In the above embodiment, the temperature sensor 8 was disposed close to the heater 6, and the amount of change in the zero point was determined based on the temperature of the heater 6, but this is because the distance between the heater 6 and the sample plate 2 is Valid only if fixed. When this distance is configured to be variable, or when the heat source is difficult to control temperature such as an infrared lamp, it is preferable to arrange the temperature sensor 8 closer to the sample plate 2.

(f) Effects As explained above, according to the present invention, the temperature sensor is disposed at a predetermined position in the heating chamber, and
A timer is provided to measure the elapsed time from the start of heating, and a memory is provided to store the relationship between the heating temperature and the change in weighing error of the balance over time due to convection generated by heating. Since it is equipped with a calculation unit that corrects the detected value of sample weight during drying based on the output of the means, even if drying is completed at any time after the start of heating, the error due to buoyancy is automatically and always accurately corrected. The moisture content can be calculated by correcting it, and the moisture content can always be accurately measured without the need for blank tests or complicated correction calculations as in conventional devices.

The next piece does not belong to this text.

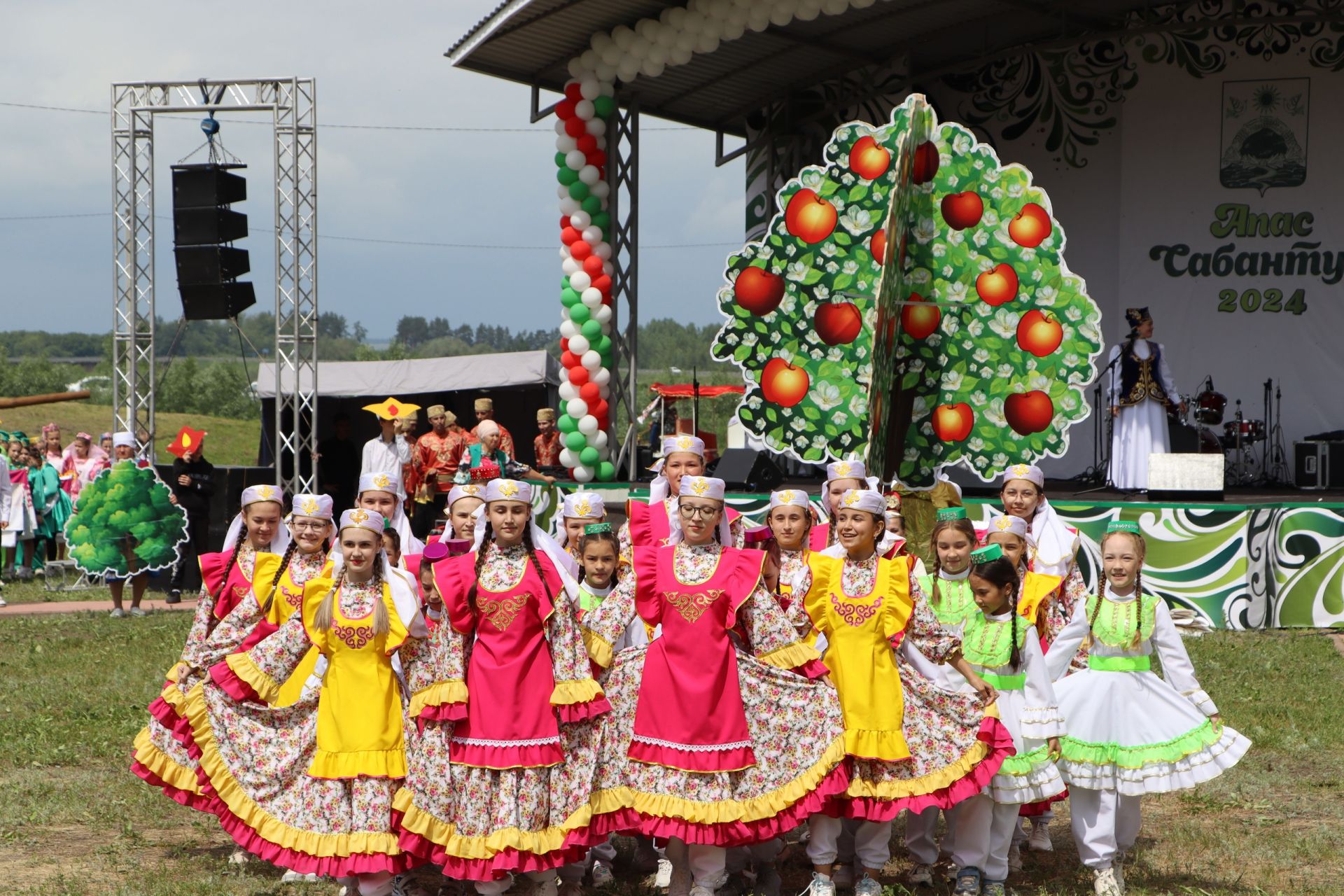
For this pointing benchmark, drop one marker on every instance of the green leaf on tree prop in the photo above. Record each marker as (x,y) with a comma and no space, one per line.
(125,510)
(971,356)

[Brief explanation of the drawing]

Fig. 1 is a configuration diagram of an embodiment of the present invention, Fig. 2 is a graph showing the relationship between heating time and zero point change amount using heating temperature as a parameter, and Fig. 3 is a graph showing the relationship between heating temperature and zero point change amount. It is. DESCRIPTION OF SYMBOLS 1...Electronic balance, 2...Sample plate, 4...Arithmetic control unit, 5...Windshield, 6...Heater, 7...Heater cover, 8...Temperature sensor, 9...Temperature detector, 11... ...Heater control unit, 12...Timer, 1
3...Indicator.

Claims (1)

[Claims] 1 A balance that detects the weight of the sample on the sample plate and outputs an electrical signal, and a heating chamber that houses the sample plate and has a heat source for heating and drying the sample. In an apparatus configured to determine the moisture content of a sample from the sample weight and the sample weight after heating and drying, a temperature sensor installed at a predetermined position in the heating chamber and a time elapsed from the start of heating are used. A timer to be measured, a memory that stores the relationship between the heating temperature and the change in weighing error of the balance over time based on convection generated by heating, and the output of the temperature sensor and the timer and the contents of the memory, the drying An electronic moisture meter characterized by being equipped with a calculation unit that corrects a sample weight detected value at a time.